See? We're not taking the sexy away at all! You're just confused, you don't really know what sexy is.

Heh.

I will concede that things have been better for men than women in this regard for much of history; I don't dispute that men have been dominant and controlling throughout the world.

The idea, however, that "co-opting" female sexuality is something you could just root out and eliminate through persuasion or legislation, instead of being a byproduct of the whole biological sexual response system, seems to me to be a bit unrealistic.

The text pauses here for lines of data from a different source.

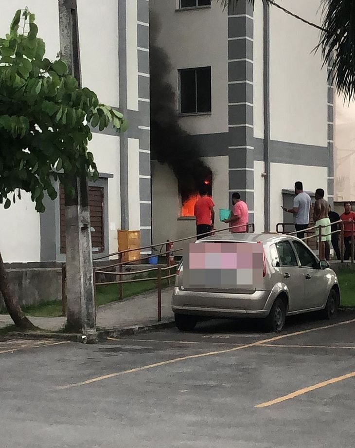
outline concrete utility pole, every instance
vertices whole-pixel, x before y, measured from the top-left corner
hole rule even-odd
[[[60,50],[80,84],[76,0],[58,0]],[[75,197],[65,198],[68,326],[96,339],[90,211],[87,177],[73,179]]]

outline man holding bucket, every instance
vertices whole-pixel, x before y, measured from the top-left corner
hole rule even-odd
[[[231,217],[229,219],[223,220],[223,222],[229,224],[231,227],[236,225],[240,226],[231,228],[231,231],[232,233],[245,233],[247,231],[247,224],[249,222],[249,211],[247,203],[242,201],[240,195],[236,192],[232,195],[232,203],[233,208]]]

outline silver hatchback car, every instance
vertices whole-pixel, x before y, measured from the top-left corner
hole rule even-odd
[[[267,233],[220,233],[195,244],[201,243],[261,243],[263,278],[257,287],[241,288],[236,284],[227,288],[186,287],[181,262],[172,301],[179,330],[193,330],[199,319],[205,317],[258,317],[263,319],[266,331],[278,332],[286,316],[317,310],[324,318],[336,316],[340,303],[337,275],[327,261],[320,261],[298,238]]]

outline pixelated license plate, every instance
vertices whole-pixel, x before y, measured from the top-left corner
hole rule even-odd
[[[183,253],[184,287],[255,289],[263,285],[262,244],[192,243]]]

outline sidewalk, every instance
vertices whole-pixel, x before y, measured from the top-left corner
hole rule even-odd
[[[172,320],[171,296],[173,287],[161,291],[161,320]],[[120,329],[133,325],[147,326],[158,322],[157,291],[127,298],[120,302],[103,305],[98,310],[96,326],[101,330]],[[31,322],[43,330],[60,331],[65,325],[66,317],[29,317]],[[13,323],[8,315],[0,315],[0,328]]]

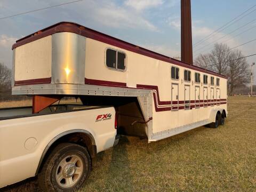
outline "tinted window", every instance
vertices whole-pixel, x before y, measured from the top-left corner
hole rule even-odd
[[[171,76],[172,76],[172,78],[175,79],[175,67],[172,67]]]
[[[176,73],[175,73],[175,76],[176,76],[176,79],[179,79],[179,68],[176,68]]]
[[[184,71],[184,80],[185,81],[190,82],[191,80],[190,76],[191,76],[191,72],[190,71],[188,71],[187,70],[185,70]]]
[[[116,69],[125,70],[126,55],[124,53],[108,49],[106,52],[106,63],[108,67]]]
[[[125,69],[125,54],[119,52],[117,53],[117,69]]]
[[[208,83],[208,76],[206,75],[204,75],[204,84]]]
[[[220,79],[219,78],[217,78],[216,84],[217,86],[220,86]]]
[[[106,54],[107,66],[110,68],[116,68],[116,51],[108,49]]]
[[[195,74],[195,82],[196,83],[200,83],[200,74],[198,73]]]
[[[214,85],[214,77],[211,77],[211,85]]]
[[[171,69],[171,76],[172,79],[179,79],[179,68],[175,67],[172,67]]]

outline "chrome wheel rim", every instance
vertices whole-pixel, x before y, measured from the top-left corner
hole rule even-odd
[[[56,170],[58,184],[63,188],[73,187],[82,177],[83,169],[83,161],[79,156],[72,155],[63,158]]]

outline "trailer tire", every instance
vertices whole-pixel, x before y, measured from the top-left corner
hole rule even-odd
[[[91,158],[86,148],[71,143],[58,145],[38,174],[42,191],[73,191],[88,178]]]
[[[215,117],[215,122],[211,123],[209,124],[209,126],[211,128],[216,129],[219,126],[220,123],[220,114],[217,114]]]
[[[225,114],[224,113],[222,112],[220,116],[220,124],[221,125],[224,125],[225,123]]]

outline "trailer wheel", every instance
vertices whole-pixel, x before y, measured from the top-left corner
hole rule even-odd
[[[221,115],[220,116],[220,124],[221,125],[224,125],[224,124],[225,123],[225,115],[224,113],[222,112],[222,113]]]
[[[218,114],[216,114],[216,117],[215,117],[215,122],[211,123],[209,124],[210,127],[211,128],[217,128],[219,126],[219,122],[220,122],[220,115]]]
[[[42,191],[73,191],[88,178],[91,159],[87,149],[79,145],[63,143],[57,146],[46,159],[38,174]]]

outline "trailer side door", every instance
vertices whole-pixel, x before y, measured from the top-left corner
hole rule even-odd
[[[214,88],[211,87],[211,106],[214,106]]]
[[[179,110],[179,84],[172,83],[172,110]]]
[[[208,89],[207,87],[204,87],[204,107],[208,106]]]
[[[219,88],[217,89],[217,105],[220,105],[220,90]]]
[[[196,108],[200,107],[200,87],[196,86],[195,87],[195,107]]]

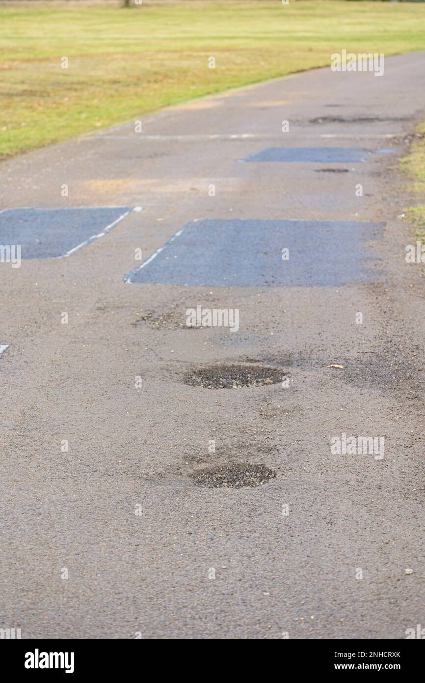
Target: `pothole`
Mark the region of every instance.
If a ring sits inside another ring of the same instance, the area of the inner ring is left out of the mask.
[[[336,106],[336,105],[334,105]],[[375,124],[375,123],[398,123],[407,121],[409,119],[399,116],[383,117],[381,116],[318,116],[315,119],[310,119],[310,124]]]
[[[349,173],[349,169],[315,169],[316,173]]]
[[[276,473],[266,465],[249,463],[203,469],[189,475],[196,486],[206,488],[254,488],[267,484]]]
[[[206,389],[241,389],[281,382],[284,373],[265,365],[205,365],[186,372],[185,384]]]

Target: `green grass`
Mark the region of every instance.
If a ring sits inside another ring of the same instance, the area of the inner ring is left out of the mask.
[[[328,65],[342,48],[425,49],[419,3],[0,7],[0,155],[207,94]],[[68,57],[69,68],[61,68]],[[208,68],[208,57],[216,59]]]
[[[402,159],[402,168],[411,182],[418,201],[425,201],[425,122],[417,128],[420,137],[410,146],[409,154]],[[415,229],[415,236],[425,238],[425,204],[407,209],[406,213]]]

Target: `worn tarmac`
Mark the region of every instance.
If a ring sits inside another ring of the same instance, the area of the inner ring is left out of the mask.
[[[0,209],[85,207],[78,238],[105,233],[50,257],[57,223],[30,221],[38,251],[0,263],[0,626],[402,639],[425,624],[425,300],[397,217],[424,112],[416,53],[381,78],[316,70],[0,165]],[[358,152],[264,158],[280,148]],[[129,212],[104,231],[108,207]],[[146,279],[126,281],[134,269]],[[238,309],[238,330],[188,326],[198,306]],[[244,386],[238,365],[282,381]],[[224,388],[186,382],[211,367]],[[383,436],[384,457],[333,454],[342,434]]]

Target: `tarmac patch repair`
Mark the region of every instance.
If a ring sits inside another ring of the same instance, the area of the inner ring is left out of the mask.
[[[5,209],[0,212],[0,243],[19,245],[23,260],[70,256],[137,210],[140,208]]]
[[[368,156],[357,147],[269,147],[244,161],[347,164],[366,161]]]
[[[365,242],[376,239],[383,226],[334,221],[194,221],[124,280],[209,287],[368,282],[377,279],[376,259]]]

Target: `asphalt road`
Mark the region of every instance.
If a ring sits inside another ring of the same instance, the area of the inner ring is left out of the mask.
[[[0,208],[29,208],[0,214],[23,259],[0,264],[0,627],[425,626],[425,301],[397,218],[424,112],[413,53],[382,77],[317,70],[1,165]],[[237,309],[238,329],[187,326],[199,306]],[[385,449],[332,453],[343,434]]]

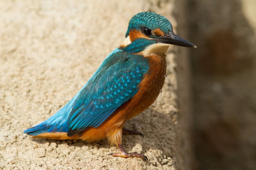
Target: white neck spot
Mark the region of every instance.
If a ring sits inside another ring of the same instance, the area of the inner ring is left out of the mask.
[[[164,54],[167,52],[168,48],[170,45],[170,44],[164,44],[163,43],[153,44],[146,48],[141,53],[145,57],[153,54]]]
[[[130,40],[130,37],[128,36],[123,41],[121,44],[121,45],[123,47],[126,47],[129,44],[131,43],[131,41]]]

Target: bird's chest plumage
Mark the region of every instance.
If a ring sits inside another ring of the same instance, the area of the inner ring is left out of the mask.
[[[148,71],[139,85],[139,91],[131,99],[131,108],[128,113],[130,119],[149,107],[159,95],[165,79],[166,62],[165,55],[147,57]]]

And fighting it would be a Sisyphean task, suitable only for those willing to become dictators...

3 comments:

Merle Whitefire said...

This is a valid point, but usually when they talk about this, they are suggesting that many of the issues of women's sexuality are controlled by men more than the issues of male sexuality are controlled by women.

For instance, this might refer to things like the obsession with penis size (Which multitudes of women have decried as a complete myth,) the fact that most media portrays women as sexual first and foremost whereas it doesn't with men, and the fact that in most "traditional" sexual media, women take an inherently passive role.

Marionette said...

It's okay, we don't want to take away your sexy. You can have all the sexy you want. You can drown in breasts if it makes you happy. Nobody is trying to take your sexy away from you.

What we want is not less of anything, we want more. More strength, more kick-assness, more super in Supergirl, more wonder in Wonder Woman, more marvel in Ms. Marvel. and more bats in Batgirl. So to speak.

Anon, A Mouse said...

Marionette:

See, this is the kind of the thing I'm talking about. You open with "not taking the sexy away", but then go on about wanting more out of the various heroines, which is okay just as far as a pithy quote goes, but what actually does that mean?

Does the bodypainted Wonder Woman somehow subtract "wonder" from the character? Does the MJ statue actually devalue Mary Jane? Perhaps you personally don't feel so, but there's enough blog-flap about these sorts of things that SOMEONE must feel that way, and if the intent is to improve the lot of the characters by removing or discouraging what some feel are negative depictions, then, yes, someone wants to take someone else's sexy away.

Merle:

Like I said in my post, I don't dispute that historically men have been better at steering women's sexuality than vice versa. I happen to think that nowadays this is less to do with some patriarchal intent to keep the wimmenfolk down and more a result of differing perspectives on what each gender wants out of sex, and perhaps a bit of miscommunication in that regard.

In the context of these comics-based discussions, however, the idea that a bodypainted Wonder Woman photo (or nearly any other cited depiction in comics) "co-opts" female sexuality is something for which I don't follow the logic.